A tutti coloro che soffrono di uno scompenso cardiaco cronico, la notizia non farà certo piacere: le statine, i farmaci anti-colesterolo più popolari, non fanno nulla. Nè un giovamento nè un danno: semplicemente, non hanno influenza su indici importanti quali il tasso di mortalità.
I derivati dell’olio e del pesce, invece, riescono ad incidere e, seppur in minima parte, a diminuirla. Questa la sentenza emessa dagli ultimi due studi recentemente pubblicati su “Lancet” dai cardiologi italiani del gruppo Gissi, che da anni studiano ogni possibile sfaccettatura delle principali malattie cardiovascolari e della loro prevenzione.

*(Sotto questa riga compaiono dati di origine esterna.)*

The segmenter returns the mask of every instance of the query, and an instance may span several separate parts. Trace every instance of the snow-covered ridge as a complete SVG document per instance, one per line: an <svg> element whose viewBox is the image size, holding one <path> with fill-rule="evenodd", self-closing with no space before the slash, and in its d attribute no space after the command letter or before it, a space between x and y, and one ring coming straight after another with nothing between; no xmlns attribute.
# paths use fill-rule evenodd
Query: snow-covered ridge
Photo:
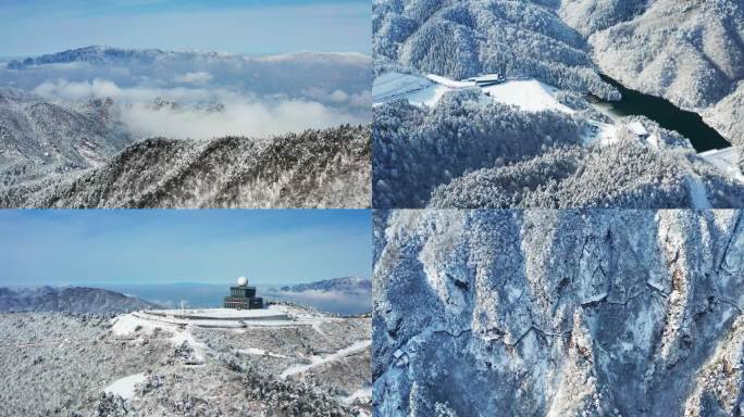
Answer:
<svg viewBox="0 0 744 417"><path fill-rule="evenodd" d="M0 313L66 312L117 314L157 305L119 292L85 287L0 288Z"/></svg>
<svg viewBox="0 0 744 417"><path fill-rule="evenodd" d="M162 49L124 49L103 46L91 46L71 49L62 52L8 62L9 70L26 70L38 65L69 64L84 62L95 65L111 63L154 64L158 61L188 61L188 60L247 60L257 62L308 61L308 60L345 60L350 63L367 63L371 58L356 52L296 52L280 55L250 56L232 52L201 51L201 50L162 50Z"/></svg>
<svg viewBox="0 0 744 417"><path fill-rule="evenodd" d="M741 211L375 216L375 414L744 409Z"/></svg>

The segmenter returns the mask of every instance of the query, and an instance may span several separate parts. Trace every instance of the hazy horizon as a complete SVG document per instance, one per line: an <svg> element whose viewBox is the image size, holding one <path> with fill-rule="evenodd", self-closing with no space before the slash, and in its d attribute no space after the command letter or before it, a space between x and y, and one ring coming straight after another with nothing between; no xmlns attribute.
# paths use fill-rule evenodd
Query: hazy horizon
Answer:
<svg viewBox="0 0 744 417"><path fill-rule="evenodd" d="M0 212L0 287L371 276L364 210Z"/></svg>
<svg viewBox="0 0 744 417"><path fill-rule="evenodd" d="M0 56L91 45L239 54L370 54L371 15L369 2L362 0L10 0L0 8Z"/></svg>

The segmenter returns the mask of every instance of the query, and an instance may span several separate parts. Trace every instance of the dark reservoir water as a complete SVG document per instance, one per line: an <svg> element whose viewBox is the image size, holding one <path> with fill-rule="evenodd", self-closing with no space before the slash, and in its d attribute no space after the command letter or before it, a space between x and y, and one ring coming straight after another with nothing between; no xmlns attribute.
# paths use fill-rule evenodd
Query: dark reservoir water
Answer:
<svg viewBox="0 0 744 417"><path fill-rule="evenodd" d="M675 130L690 139L697 152L729 148L729 143L716 129L703 122L697 113L684 111L671 102L625 88L615 79L600 75L622 93L622 100L604 102L618 116L646 116L661 127Z"/></svg>

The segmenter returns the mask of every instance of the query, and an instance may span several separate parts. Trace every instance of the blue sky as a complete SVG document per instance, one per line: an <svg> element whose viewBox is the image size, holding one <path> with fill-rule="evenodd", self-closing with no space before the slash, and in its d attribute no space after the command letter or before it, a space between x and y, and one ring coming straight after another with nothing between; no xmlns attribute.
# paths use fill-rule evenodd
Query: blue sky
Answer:
<svg viewBox="0 0 744 417"><path fill-rule="evenodd" d="M0 287L371 276L367 210L0 211Z"/></svg>
<svg viewBox="0 0 744 417"><path fill-rule="evenodd" d="M3 0L0 56L91 45L369 54L371 15L370 0Z"/></svg>

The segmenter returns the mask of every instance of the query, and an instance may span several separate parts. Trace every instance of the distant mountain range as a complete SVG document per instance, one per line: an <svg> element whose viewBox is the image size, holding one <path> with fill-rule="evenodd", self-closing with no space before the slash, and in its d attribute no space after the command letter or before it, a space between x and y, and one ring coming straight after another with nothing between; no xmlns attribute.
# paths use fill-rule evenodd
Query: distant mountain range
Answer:
<svg viewBox="0 0 744 417"><path fill-rule="evenodd" d="M119 314L156 307L158 307L157 304L99 288L40 287L21 290L0 288L0 313L64 312Z"/></svg>
<svg viewBox="0 0 744 417"><path fill-rule="evenodd" d="M367 207L371 58L88 47L0 64L0 206ZM194 140L191 140L194 139Z"/></svg>
<svg viewBox="0 0 744 417"><path fill-rule="evenodd" d="M172 308L182 300L189 307L218 307L222 305L223 296L228 294L228 287L199 282L112 287L115 291L87 287L0 287L0 313L119 314L146 308ZM337 314L360 314L372 308L372 281L368 278L343 277L278 288L260 286L258 293L265 300L290 301Z"/></svg>
<svg viewBox="0 0 744 417"><path fill-rule="evenodd" d="M370 135L345 125L263 140L148 139L79 177L0 187L0 206L368 207Z"/></svg>
<svg viewBox="0 0 744 417"><path fill-rule="evenodd" d="M315 282L298 283L296 286L285 286L280 288L280 290L286 292L336 291L345 293L362 293L372 291L372 281L368 278L343 277L324 279L322 281Z"/></svg>

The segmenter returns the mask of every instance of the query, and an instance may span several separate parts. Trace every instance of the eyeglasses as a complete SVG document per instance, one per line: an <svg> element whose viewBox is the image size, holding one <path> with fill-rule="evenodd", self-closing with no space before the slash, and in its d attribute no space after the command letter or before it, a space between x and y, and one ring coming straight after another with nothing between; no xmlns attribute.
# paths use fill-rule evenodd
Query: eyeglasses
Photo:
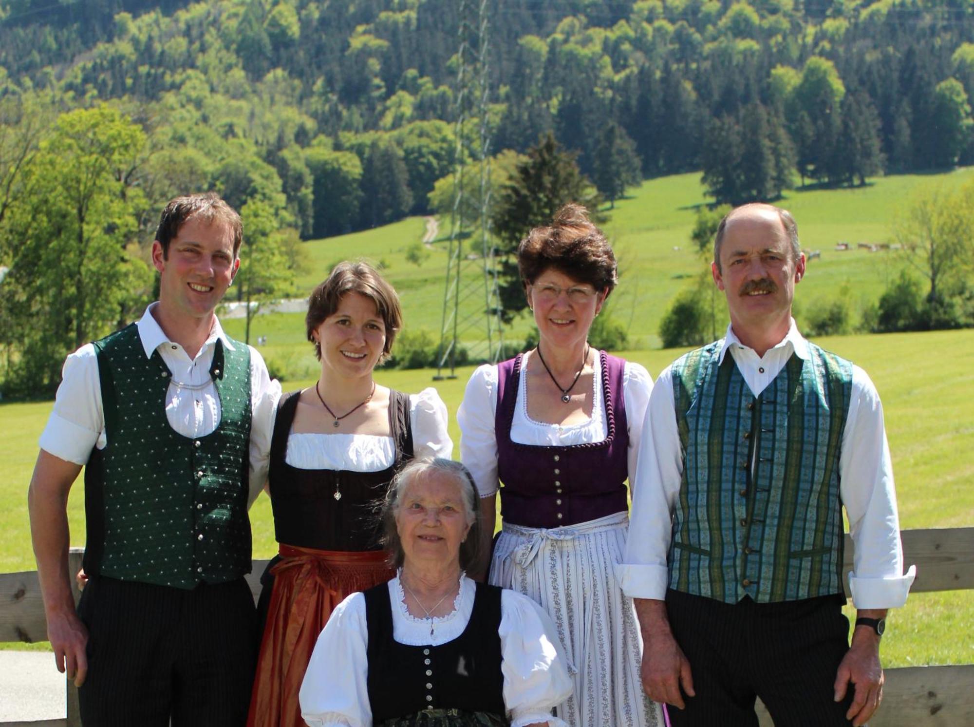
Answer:
<svg viewBox="0 0 974 727"><path fill-rule="evenodd" d="M532 286L535 295L545 303L550 303L561 297L563 292L568 293L568 299L573 303L587 303L595 296L595 290L587 286L573 286L572 287L559 287L544 283L540 286Z"/></svg>

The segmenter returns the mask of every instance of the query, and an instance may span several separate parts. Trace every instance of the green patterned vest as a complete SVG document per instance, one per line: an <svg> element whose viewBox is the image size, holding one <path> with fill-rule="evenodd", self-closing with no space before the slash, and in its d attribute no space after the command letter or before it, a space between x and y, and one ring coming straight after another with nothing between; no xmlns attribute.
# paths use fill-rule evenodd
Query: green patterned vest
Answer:
<svg viewBox="0 0 974 727"><path fill-rule="evenodd" d="M852 365L808 344L757 398L723 341L673 364L683 480L669 586L736 603L843 593L839 457Z"/></svg>
<svg viewBox="0 0 974 727"><path fill-rule="evenodd" d="M169 370L135 325L94 343L108 443L85 469L85 570L192 589L250 572L250 351L215 344L220 423L191 439L166 418Z"/></svg>

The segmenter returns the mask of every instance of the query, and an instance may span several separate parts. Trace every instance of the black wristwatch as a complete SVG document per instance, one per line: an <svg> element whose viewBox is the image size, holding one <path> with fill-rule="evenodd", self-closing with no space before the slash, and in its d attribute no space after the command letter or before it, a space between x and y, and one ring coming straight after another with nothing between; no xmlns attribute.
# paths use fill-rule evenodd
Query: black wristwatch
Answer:
<svg viewBox="0 0 974 727"><path fill-rule="evenodd" d="M856 626L868 626L874 631L876 635L881 636L883 631L886 631L886 620L885 619L867 619L865 616L861 616L855 620Z"/></svg>

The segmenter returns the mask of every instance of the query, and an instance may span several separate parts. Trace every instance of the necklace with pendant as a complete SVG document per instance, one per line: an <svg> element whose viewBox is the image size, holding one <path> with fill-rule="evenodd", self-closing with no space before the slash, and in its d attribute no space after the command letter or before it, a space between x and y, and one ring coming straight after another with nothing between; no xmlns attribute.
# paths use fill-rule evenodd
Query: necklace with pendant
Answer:
<svg viewBox="0 0 974 727"><path fill-rule="evenodd" d="M565 403L568 403L569 402L572 401L572 396L569 392L571 392L572 389L575 388L575 385L579 383L579 377L581 376L581 372L585 370L585 362L588 361L588 352L590 350L591 348L586 344L585 355L581 357L581 367L579 369L579 372L575 374L575 378L572 379L572 385L569 386L567 389L562 389L561 384L558 383L558 379L554 377L554 374L551 373L551 369L548 368L547 364L544 363L544 357L542 356L542 347L539 346L538 348L535 349L535 351L538 352L538 358L541 359L542 365L544 366L544 370L548 372L548 376L551 377L551 380L554 382L554 385L557 386L558 391L561 392L561 401L564 402Z"/></svg>
<svg viewBox="0 0 974 727"><path fill-rule="evenodd" d="M332 423L332 426L334 426L335 429L338 429L339 422L341 422L342 419L344 419L345 417L347 417L349 414L352 414L352 413L357 411L362 406L364 406L369 402L371 402L372 401L372 395L375 394L375 382L373 381L372 382L372 391L370 391L368 393L368 396L365 397L365 401L364 402L362 402L361 403L357 404L356 406L354 406L353 408L349 409L348 411L346 411L341 416L335 416L335 412L332 411L331 407L328 406L328 404L326 404L324 402L324 399L321 397L321 392L318 388L318 385L320 384L320 383L321 383L321 379L318 379L318 381L315 382L315 393L318 394L318 401L319 401L321 402L321 405L324 406L324 410L327 411L329 414L331 414L331 418L335 420Z"/></svg>
<svg viewBox="0 0 974 727"><path fill-rule="evenodd" d="M463 578L464 574L461 573L460 577ZM435 611L439 607L440 603L442 603L443 601L446 600L446 596L451 595L453 593L453 589L450 589L442 598L440 598L438 601L436 601L436 603L433 605L432 608L429 608L428 609L426 606L423 605L423 601L420 600L420 597L418 595L416 595L416 593L413 593L413 590L411 588L409 588L408 584L406 584L406 582L404 580L402 580L402 571L401 570L399 571L399 583L401 583L402 587L406 591L409 592L409 594L411 596L413 596L413 600L416 601L416 603L419 605L419 607L422 608L423 611L426 613L427 618L430 619L430 638L432 638L432 633L433 633L432 612ZM457 580L457 587L458 587L458 590L459 590L459 587L460 587L460 580L459 579Z"/></svg>
<svg viewBox="0 0 974 727"><path fill-rule="evenodd" d="M333 422L333 426L336 429L338 428L338 426L341 423L342 419L344 419L345 417L347 417L349 414L351 414L351 413L353 413L355 411L357 411L362 406L364 406L369 402L371 402L372 401L372 396L375 394L375 382L373 381L372 382L372 391L370 391L368 393L368 396L365 397L365 401L364 402L362 402L357 406L353 407L349 411L346 411L341 416L335 416L335 412L332 411L331 407L328 406L328 404L326 404L324 402L324 399L321 397L321 392L318 388L318 385L320 384L320 383L321 383L321 379L318 379L318 381L315 382L315 393L318 394L318 400L321 402L321 405L324 406L324 410L327 411L329 414L331 414L331 418L335 420ZM335 492L334 492L334 494L332 494L332 497L334 497L336 500L341 500L342 499L342 490L340 489L340 486L338 484L338 480L337 479L335 480Z"/></svg>

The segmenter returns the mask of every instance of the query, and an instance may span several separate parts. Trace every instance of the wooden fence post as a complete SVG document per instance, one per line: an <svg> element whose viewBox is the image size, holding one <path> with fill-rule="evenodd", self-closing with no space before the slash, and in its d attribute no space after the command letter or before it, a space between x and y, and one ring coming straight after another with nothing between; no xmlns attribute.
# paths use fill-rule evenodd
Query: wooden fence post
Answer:
<svg viewBox="0 0 974 727"><path fill-rule="evenodd" d="M71 594L74 596L74 605L78 605L81 598L81 589L78 588L78 579L75 577L81 570L81 561L85 555L84 548L71 548L67 554L67 572L71 579ZM78 687L71 679L64 679L67 688L67 727L81 727L81 710L78 708Z"/></svg>

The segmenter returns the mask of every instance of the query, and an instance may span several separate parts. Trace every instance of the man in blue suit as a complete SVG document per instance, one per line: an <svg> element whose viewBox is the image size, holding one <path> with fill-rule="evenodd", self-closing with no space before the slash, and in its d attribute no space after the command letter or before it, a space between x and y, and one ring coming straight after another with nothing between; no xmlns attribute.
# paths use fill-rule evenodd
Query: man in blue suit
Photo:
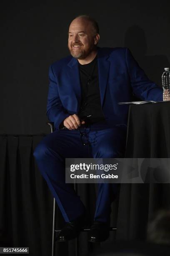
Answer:
<svg viewBox="0 0 170 256"><path fill-rule="evenodd" d="M162 100L162 90L150 81L125 48L100 48L97 23L86 15L71 22L71 55L50 68L47 114L55 130L45 136L34 156L66 224L58 241L77 237L84 225L85 206L65 183L65 158L123 157L128 106L133 94L143 100ZM98 184L94 222L89 241L109 235L110 204L116 184Z"/></svg>

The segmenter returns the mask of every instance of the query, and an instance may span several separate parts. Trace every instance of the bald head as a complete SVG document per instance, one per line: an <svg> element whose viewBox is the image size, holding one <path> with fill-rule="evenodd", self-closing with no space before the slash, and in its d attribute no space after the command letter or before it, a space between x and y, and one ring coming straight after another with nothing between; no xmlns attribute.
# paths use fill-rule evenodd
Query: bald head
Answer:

Nel primo dei due studi oltre 4500 pazienti sono stati randomizzati a ricevere dieci milligrammi di rosuvastatina al giorno, oppure un placebo insieme alla terapia per lo scompenso; dopo quasi quattro anni non era emersa alcuna differenza tra i due gruppi nè sulla sopravvivenza nè sul numero di ricoveri per cause cardiovascolari, per ictus, infarti nè su quello di morti per arresto cardiaco.
Neppure era emerso alcun miglioramento clinico analizzando diversi sottogruppi di malati con caratteristiche simili. Nel secondo studio dei due, quasi 7 mila pazienti sono stati randomizzati a ricevere un grammo al giorno di acidi grassi polinsaturi (Pufa) o un placebo, oltre alla terapia per lo scompenso; alla fine i decessi in generale sono scesi dal 29% del gruppo di controllo al 27% di quello di trattamento e, in misura simile, sono diminuiti i ricoveri e i decessi attribuibili alle patologie cardiovascolari.
Sia le statine che i Pufa si sono confermati sicuri, ma la cosa in sè non pare essere sufficiente. Secondo gli studiosi autori della ricerca, infatti, i risultati ottenuti lasciano parecchi dubbi e pongono interrogativi importanti circa l’impiego delle statine in coloro che accusano sofferenze di scompenso.